DESCRIPTION (provided by applicant): The goal of this study is to understand the molecular basis for the myoclonic epilepsy of Lafora (epilepsy, progressive myoclonus, type 2, EPM2) and the role of abnormal glycogen metabolism in the disease. A consistent feature of Lafora disease is the accumulation, in neurons, muscle and other tissues, of Lafora bodies which contain an abnormally branched glycogen-like polymer (polyglucosan). Glycogen is a branched storage polymer of glucose that is thought normally to serve as an energy reserve. Some 90% of cases of Lafora disease can be attributed to mutations in the EPM2A gene which encodes laforin, a phosphatase, or the EPM2B/NHLRC1 gene which encodes malin, an E3 ubiquitin ligase. The objective then reduces in part to understanding how defects in laforin and malin affect glycogen metabolism and lead to abnormalities in glycogen structure and formation of Lafora bodies. We showed that laforin is a glycogen phosphatase and mice defective in laforin have glycogen with an increased degree of phosphorylation that, in older mice, leads to glycogen with grossly aberrant properties. This proposal has four aims: (1) Understanding better the chemistry of glycogen phosphorylation and the mechanism(s) for its introduction into glycogen. Such knowledge is of basic importance to glycogen metabolism and will also inform the design of therapies for the disease, of which none exist to date. (2) Epm2A and EPM2B mutations lead to generally similar phenotypes in patients and mice. It is important to understand better the genetic, physical and mechanistic interactions between laforin and malin. (3) Several studies suggest that laforin and malin mutations cause impaired autophagy which could impact the lysosomal disposal of abnormal glycogen. It is thus important to explore the role of autophagy or related processes in Lafora disease and specifically to ask whether malin is a positive regulator of glycogen disposal by trafficking to the lysosome. (4) Malin biochemically is an E3 ubiquitin ligase. Several potential substrates have been proposed but not all are confirmed by study of malin-/- mice.

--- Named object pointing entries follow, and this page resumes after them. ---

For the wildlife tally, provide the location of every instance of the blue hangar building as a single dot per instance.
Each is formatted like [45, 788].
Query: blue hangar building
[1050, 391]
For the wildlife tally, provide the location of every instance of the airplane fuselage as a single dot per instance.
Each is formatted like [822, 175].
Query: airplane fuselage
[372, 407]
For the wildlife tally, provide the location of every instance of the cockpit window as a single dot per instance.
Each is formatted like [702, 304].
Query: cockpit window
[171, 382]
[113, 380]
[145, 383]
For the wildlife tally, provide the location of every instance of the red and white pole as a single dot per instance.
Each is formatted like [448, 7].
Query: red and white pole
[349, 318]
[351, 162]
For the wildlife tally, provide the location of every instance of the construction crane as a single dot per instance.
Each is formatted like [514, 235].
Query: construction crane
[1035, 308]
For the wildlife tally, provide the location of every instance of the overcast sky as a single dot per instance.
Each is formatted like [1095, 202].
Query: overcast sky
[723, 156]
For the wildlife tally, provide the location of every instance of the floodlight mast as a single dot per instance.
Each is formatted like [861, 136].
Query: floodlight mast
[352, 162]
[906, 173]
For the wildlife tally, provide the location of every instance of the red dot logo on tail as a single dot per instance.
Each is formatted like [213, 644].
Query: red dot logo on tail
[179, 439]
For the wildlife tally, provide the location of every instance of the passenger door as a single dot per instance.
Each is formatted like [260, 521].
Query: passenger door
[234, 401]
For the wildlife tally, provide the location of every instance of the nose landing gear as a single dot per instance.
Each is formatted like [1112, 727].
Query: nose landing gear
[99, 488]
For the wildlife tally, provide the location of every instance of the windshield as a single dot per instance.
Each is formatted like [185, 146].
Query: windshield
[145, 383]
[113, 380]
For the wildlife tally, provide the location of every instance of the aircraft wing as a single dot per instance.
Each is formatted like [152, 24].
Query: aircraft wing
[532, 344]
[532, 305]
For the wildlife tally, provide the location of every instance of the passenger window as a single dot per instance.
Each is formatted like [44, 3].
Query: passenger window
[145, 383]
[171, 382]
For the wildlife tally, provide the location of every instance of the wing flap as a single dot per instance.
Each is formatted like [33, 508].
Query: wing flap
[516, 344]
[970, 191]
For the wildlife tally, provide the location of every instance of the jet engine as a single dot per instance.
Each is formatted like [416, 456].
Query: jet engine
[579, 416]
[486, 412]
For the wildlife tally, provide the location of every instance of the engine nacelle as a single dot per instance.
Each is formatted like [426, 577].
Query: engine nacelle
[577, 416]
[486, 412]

Therefore, unbiased proteomic analyses will be applied to identification of candidate malin substrates and interacting proteins, which could provide significant new information about the mechanism of malin action.

描述（由申请方提供）：本研究的目的是了解Lafora肌阵挛性癫痫（癫痫，进行性肌阵挛，2型，EPM 2）的分子基础以及糖原代谢异常在疾病中的作用。Lafora病的一个一致特征是在神经元、肌肉和其他组织中积累含有异常分支的糖原样聚合物（聚葡聚糖）的Lafora体。糖原是葡萄糖的分支储存聚合物，通常被认为是作为能量储备。约90%的Lafora病病例可归因于编码laforin（一种磷酸酶）的EPM 2A基因或编码malin（一种E3泛素连接酶）的EPM 2B/NHLRC 1基因的突变。然后，目标部分地减少到了解laforin和malin的缺陷如何影响糖原代谢，并导致糖原结构异常和Lafora小体的形成。我们发现laforin是一种糖原磷酸酶，laforin缺陷的小鼠具有磷酸化程度增加的糖原，在老年小鼠中，导致糖原具有严重异常的特性。该提案有四个目标：（1）更好地理解糖原磷酸化的化学性质及其引入糖原的机制。这些知识对糖原代谢具有基本的重要性，并且还将为疾病的治疗设计提供信息，迄今为止还不存在这种治疗。(2)Epm 2A和EPM 2B突变在患者和小鼠中导致通常相似的表型。更好地理解拉福林和马林之间的遗传、物理和机械相互作用是很重要的。(3)几项研究表明，laforin和malin突变导致自噬受损，这可能影响异常糖原的溶酶体处置。因此，重要的是要探讨自噬或相关过程在Lafora病中的作用，特别是要问malin是否是通过运输到溶酶体的糖原处置的正调节剂。(4)Malin在生物化学上是E3泛素连接酶。已经提出了几种潜在的底物，但并非所有的都通过malin-/-小鼠的研究得到证实。因此，无偏的蛋白质组学分析将被应用于鉴定候选的malin底物和相互作用的蛋白质，这可能会提供重要的新信息的malin的作用机制。